I have one of those (cheap) players that plug into the cigarette lighter thing in my car. It has three frequencies it can transmit to and when I set my car radio to those frequencies, I get the music from my iPod.

My wife asked my how it worked and I patiently explained to her that it was essentially a tiny radio transmitter that my car radio picked up. She seemed satisfied. When we got interference from other stations and had to change frequencies, I explained that the radio waves from those stations were so ‘strong’ that they were interfering with the frequencies from our little unit.

However, when we go into an underground garage, we don’t get any signal at all from the device. I would have thought that the music would have been crystal clear because there’s very little interference from radio station waves. My wife now thinks I’m a dumbass. I need to regain her trust.

What am I missing?

You’re correct about how it works. I also would have thought that being underground could only make the reception better. The only thing I can think of is that there is something underground with you that is causing massive interference. A generator? Lots of underground power lines?

Yes, it’s a tiny (and thus, very weak) FM transmitter.

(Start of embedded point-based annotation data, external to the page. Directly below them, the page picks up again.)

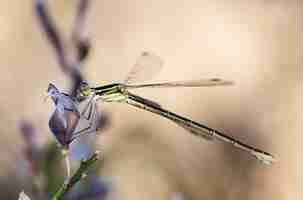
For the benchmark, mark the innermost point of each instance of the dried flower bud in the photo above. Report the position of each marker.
(65, 118)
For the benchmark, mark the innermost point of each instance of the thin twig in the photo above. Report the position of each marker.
(79, 33)
(78, 175)
(69, 66)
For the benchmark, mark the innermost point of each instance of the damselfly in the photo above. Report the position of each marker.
(150, 64)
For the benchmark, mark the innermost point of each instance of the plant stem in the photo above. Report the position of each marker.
(76, 177)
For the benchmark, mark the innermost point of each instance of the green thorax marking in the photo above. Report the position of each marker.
(111, 92)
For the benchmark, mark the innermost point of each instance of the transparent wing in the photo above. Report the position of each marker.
(147, 66)
(189, 83)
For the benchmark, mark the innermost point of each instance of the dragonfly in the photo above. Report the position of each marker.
(150, 64)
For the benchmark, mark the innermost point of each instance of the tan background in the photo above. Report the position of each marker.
(258, 44)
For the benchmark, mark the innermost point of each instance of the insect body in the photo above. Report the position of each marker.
(120, 92)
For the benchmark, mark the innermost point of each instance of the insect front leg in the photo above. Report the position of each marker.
(91, 119)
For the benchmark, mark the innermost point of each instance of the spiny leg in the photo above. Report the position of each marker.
(93, 114)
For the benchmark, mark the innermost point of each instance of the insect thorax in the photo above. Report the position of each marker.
(84, 92)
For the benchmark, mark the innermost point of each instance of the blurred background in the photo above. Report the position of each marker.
(257, 44)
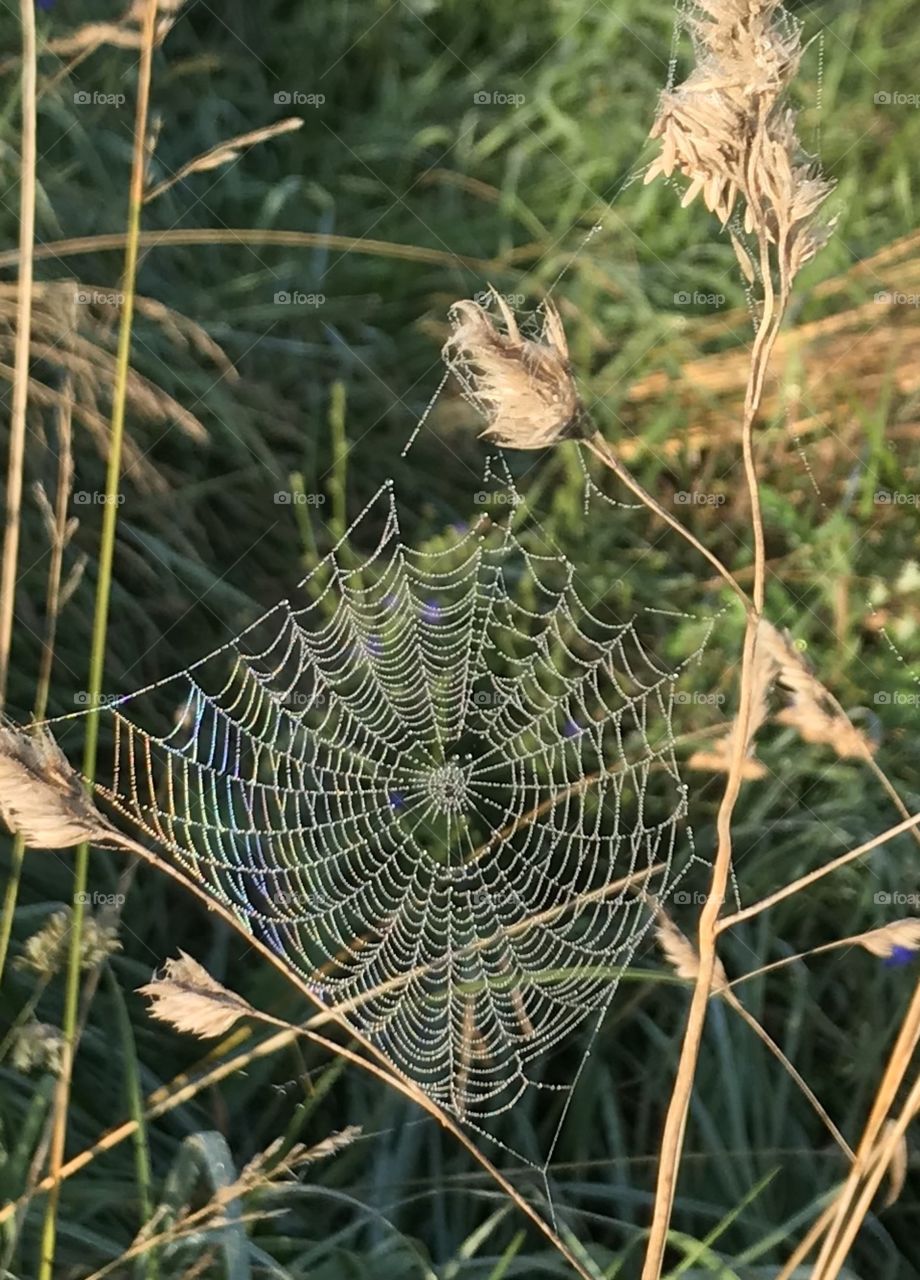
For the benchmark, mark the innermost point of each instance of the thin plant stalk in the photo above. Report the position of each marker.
(810, 877)
(678, 1107)
(23, 334)
(44, 686)
(851, 1205)
(371, 1059)
(100, 624)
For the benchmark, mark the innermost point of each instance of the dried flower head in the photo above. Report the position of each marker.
(681, 954)
(41, 798)
(522, 387)
(895, 940)
(190, 999)
(37, 1047)
(46, 951)
(726, 127)
(811, 709)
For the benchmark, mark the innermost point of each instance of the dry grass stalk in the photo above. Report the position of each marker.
(682, 956)
(526, 392)
(193, 1001)
(892, 940)
(224, 152)
(41, 796)
(126, 32)
(72, 337)
(729, 132)
(727, 128)
(374, 1063)
(811, 709)
(685, 960)
(522, 387)
(796, 886)
(260, 1175)
(23, 329)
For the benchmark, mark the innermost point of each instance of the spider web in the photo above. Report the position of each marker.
(433, 782)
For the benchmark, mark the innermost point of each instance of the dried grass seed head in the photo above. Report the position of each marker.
(523, 387)
(193, 1001)
(726, 127)
(41, 796)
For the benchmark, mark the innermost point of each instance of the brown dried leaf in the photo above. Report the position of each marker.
(42, 798)
(681, 954)
(193, 1001)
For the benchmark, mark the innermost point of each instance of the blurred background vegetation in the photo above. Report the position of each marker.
(451, 146)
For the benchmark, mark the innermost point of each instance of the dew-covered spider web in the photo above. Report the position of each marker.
(436, 785)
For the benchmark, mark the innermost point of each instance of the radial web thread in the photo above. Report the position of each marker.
(421, 782)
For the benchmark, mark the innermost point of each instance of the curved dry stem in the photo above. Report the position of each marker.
(678, 1107)
(819, 873)
(602, 449)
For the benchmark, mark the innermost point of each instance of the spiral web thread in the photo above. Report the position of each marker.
(419, 782)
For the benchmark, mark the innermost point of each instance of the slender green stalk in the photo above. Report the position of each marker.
(147, 1265)
(42, 689)
(100, 625)
(17, 440)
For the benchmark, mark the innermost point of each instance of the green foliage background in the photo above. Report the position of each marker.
(402, 151)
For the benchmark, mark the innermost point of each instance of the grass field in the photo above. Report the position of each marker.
(292, 304)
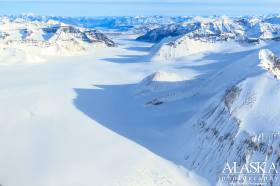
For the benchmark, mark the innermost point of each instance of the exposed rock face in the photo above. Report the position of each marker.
(246, 29)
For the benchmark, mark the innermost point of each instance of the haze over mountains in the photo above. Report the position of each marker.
(145, 100)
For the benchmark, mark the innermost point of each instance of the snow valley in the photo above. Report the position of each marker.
(133, 101)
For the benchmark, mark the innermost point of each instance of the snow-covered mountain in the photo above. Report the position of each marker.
(200, 34)
(32, 40)
(115, 116)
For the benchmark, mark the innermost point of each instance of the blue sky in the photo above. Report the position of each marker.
(140, 7)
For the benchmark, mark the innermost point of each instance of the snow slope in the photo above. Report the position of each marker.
(46, 139)
(114, 116)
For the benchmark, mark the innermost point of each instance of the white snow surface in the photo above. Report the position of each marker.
(46, 140)
(114, 116)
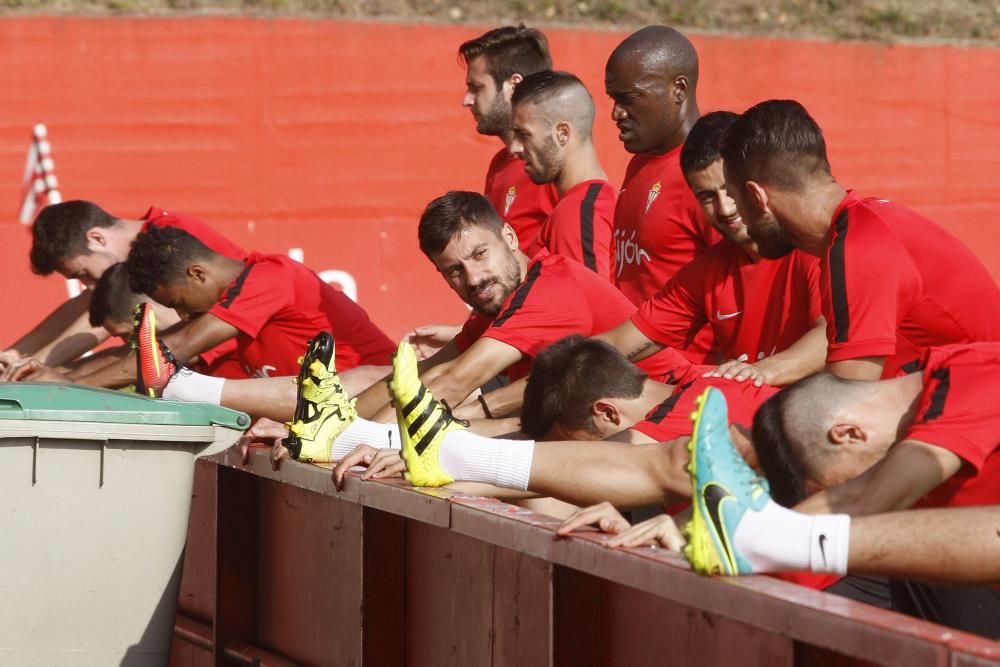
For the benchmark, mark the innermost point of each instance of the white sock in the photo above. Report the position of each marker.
(186, 385)
(363, 432)
(777, 539)
(468, 457)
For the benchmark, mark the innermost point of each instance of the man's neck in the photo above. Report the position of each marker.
(505, 138)
(582, 165)
(679, 136)
(895, 401)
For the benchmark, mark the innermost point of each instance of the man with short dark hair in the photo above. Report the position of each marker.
(271, 304)
(520, 305)
(926, 439)
(553, 118)
(893, 283)
(79, 239)
(580, 389)
(496, 62)
(765, 315)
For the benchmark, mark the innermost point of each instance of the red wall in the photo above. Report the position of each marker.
(332, 136)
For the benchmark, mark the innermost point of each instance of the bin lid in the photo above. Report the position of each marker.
(40, 401)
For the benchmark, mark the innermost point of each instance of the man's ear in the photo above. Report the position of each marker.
(757, 196)
(96, 236)
(510, 84)
(846, 434)
(196, 272)
(605, 410)
(509, 236)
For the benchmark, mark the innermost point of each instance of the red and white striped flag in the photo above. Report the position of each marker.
(41, 187)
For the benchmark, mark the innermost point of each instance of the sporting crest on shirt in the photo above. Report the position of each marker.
(654, 192)
(509, 200)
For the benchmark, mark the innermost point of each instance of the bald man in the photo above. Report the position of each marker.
(553, 118)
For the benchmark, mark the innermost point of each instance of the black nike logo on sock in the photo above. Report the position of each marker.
(712, 495)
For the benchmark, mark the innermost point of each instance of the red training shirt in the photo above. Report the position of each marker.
(558, 298)
(223, 359)
(278, 305)
(895, 283)
(521, 203)
(581, 227)
(754, 308)
(659, 226)
(957, 411)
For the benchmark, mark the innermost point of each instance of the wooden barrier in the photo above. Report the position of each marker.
(282, 569)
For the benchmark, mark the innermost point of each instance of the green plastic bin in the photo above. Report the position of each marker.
(95, 490)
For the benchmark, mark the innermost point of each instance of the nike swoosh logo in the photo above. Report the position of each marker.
(713, 495)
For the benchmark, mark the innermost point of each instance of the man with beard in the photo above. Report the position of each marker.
(652, 78)
(893, 283)
(496, 62)
(553, 117)
(765, 315)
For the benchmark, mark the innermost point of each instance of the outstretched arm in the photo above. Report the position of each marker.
(452, 381)
(631, 342)
(805, 356)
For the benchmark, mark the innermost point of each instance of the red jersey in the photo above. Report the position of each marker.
(223, 359)
(754, 308)
(278, 305)
(895, 283)
(558, 298)
(659, 226)
(672, 418)
(581, 226)
(957, 411)
(521, 203)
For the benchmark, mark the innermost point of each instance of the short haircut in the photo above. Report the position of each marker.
(794, 421)
(567, 377)
(701, 148)
(508, 51)
(113, 300)
(60, 233)
(776, 143)
(450, 213)
(160, 255)
(660, 49)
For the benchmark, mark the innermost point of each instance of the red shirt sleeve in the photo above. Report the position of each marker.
(581, 228)
(809, 265)
(675, 315)
(868, 281)
(253, 298)
(471, 331)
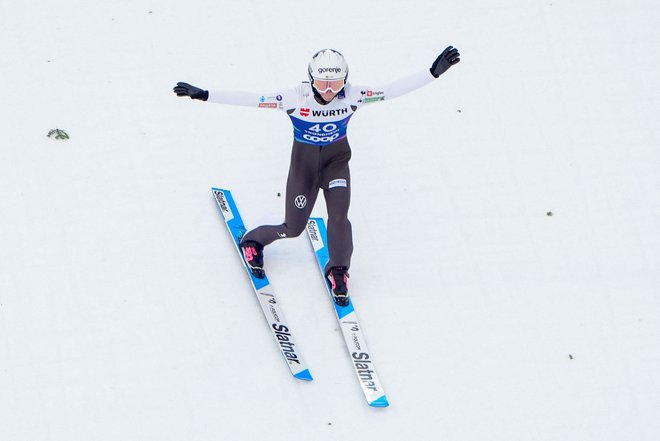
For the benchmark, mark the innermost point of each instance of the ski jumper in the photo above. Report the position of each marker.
(320, 155)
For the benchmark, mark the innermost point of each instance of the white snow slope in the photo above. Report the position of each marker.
(125, 313)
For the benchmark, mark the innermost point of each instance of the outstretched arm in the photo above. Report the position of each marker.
(278, 100)
(362, 95)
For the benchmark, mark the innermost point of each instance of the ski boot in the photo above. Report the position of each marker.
(338, 277)
(253, 253)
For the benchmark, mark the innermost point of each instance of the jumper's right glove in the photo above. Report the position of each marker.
(185, 89)
(447, 59)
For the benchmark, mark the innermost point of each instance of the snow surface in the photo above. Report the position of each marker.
(126, 315)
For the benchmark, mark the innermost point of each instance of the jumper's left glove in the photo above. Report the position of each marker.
(185, 89)
(447, 59)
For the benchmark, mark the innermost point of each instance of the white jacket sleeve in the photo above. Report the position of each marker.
(283, 100)
(361, 95)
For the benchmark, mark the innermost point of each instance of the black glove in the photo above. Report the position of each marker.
(447, 59)
(185, 89)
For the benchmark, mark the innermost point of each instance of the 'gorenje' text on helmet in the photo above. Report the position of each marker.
(327, 64)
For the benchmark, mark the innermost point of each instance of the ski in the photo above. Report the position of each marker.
(348, 322)
(262, 288)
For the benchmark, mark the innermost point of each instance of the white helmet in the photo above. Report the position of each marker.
(327, 64)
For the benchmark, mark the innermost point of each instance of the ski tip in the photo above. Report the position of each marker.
(343, 311)
(304, 375)
(381, 402)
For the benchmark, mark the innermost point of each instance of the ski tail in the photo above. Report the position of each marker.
(348, 323)
(277, 324)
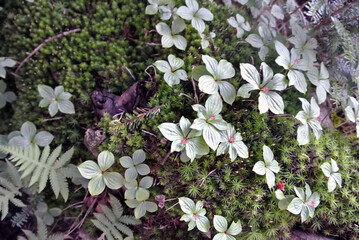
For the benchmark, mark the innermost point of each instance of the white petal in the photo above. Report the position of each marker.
(208, 85)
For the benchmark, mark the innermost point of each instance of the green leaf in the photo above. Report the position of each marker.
(203, 224)
(96, 185)
(259, 168)
(142, 194)
(295, 206)
(220, 223)
(46, 92)
(303, 134)
(207, 84)
(187, 205)
(235, 228)
(300, 193)
(138, 156)
(284, 203)
(199, 71)
(211, 136)
(89, 169)
(143, 169)
(254, 40)
(140, 210)
(131, 174)
(279, 194)
(171, 131)
(105, 160)
(227, 91)
(146, 182)
(297, 79)
(270, 177)
(43, 138)
(126, 162)
(66, 106)
(250, 74)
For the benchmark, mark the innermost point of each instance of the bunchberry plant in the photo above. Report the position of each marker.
(168, 11)
(267, 167)
(154, 6)
(29, 137)
(210, 84)
(239, 24)
(302, 45)
(195, 14)
(310, 119)
(231, 142)
(305, 203)
(141, 207)
(170, 36)
(205, 39)
(7, 96)
(268, 99)
(47, 215)
(210, 121)
(5, 62)
(99, 174)
(139, 190)
(284, 201)
(260, 41)
(171, 69)
(194, 214)
(294, 65)
(330, 170)
(56, 100)
(184, 139)
(320, 79)
(135, 165)
(352, 112)
(224, 233)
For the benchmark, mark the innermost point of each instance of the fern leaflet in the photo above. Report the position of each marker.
(112, 222)
(9, 190)
(42, 167)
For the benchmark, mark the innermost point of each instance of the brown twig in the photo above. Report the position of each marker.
(51, 119)
(165, 158)
(151, 66)
(152, 44)
(196, 101)
(43, 43)
(329, 18)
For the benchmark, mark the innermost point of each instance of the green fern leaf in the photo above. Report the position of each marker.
(112, 222)
(42, 169)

There’s no obvious reason why it wouldn’t work in a parking garage, other than JSexton’s suggestions.

i can not comment on your being a dumbass. you’re on your own there.

those things are radio transmitters, those 3 frequency ones have gotten popular and inexpensive.

as you went into the garage might the unit get jarred and be getting no power or cause a button push and change of transmitter frequency?

if it was still powered did you try other transmitter and receiver frequencies?

a strong radio signal, with no audio, could cause your receiver to not get the signal.

I think when you go into a tunnel its not that you get no outside FM signals, it’s just that the whole spectrum gets scattered and your cars radio picks this up as noise. If the signal to noise ratio gets too high modern radios will just shut down rather than blast static at you.

This rings a bell.

I was in a car with one of these in Colorado once. It was a few years ago now and my memory ain’t what it used to be, but I definitely remember experiencing something similar. It might have been when driving with towering mountains on either side, or going through a long tunnel.

Specturm scatter sounds right. It’s a problem I’ve found in several garages, so I don’t think it would be related to large generators or the like.

Could metal structure in the tunnel/garage cause reception issues?

The transmitter and receiver are both in the car (or on the car, the antenna is usually on a window these days).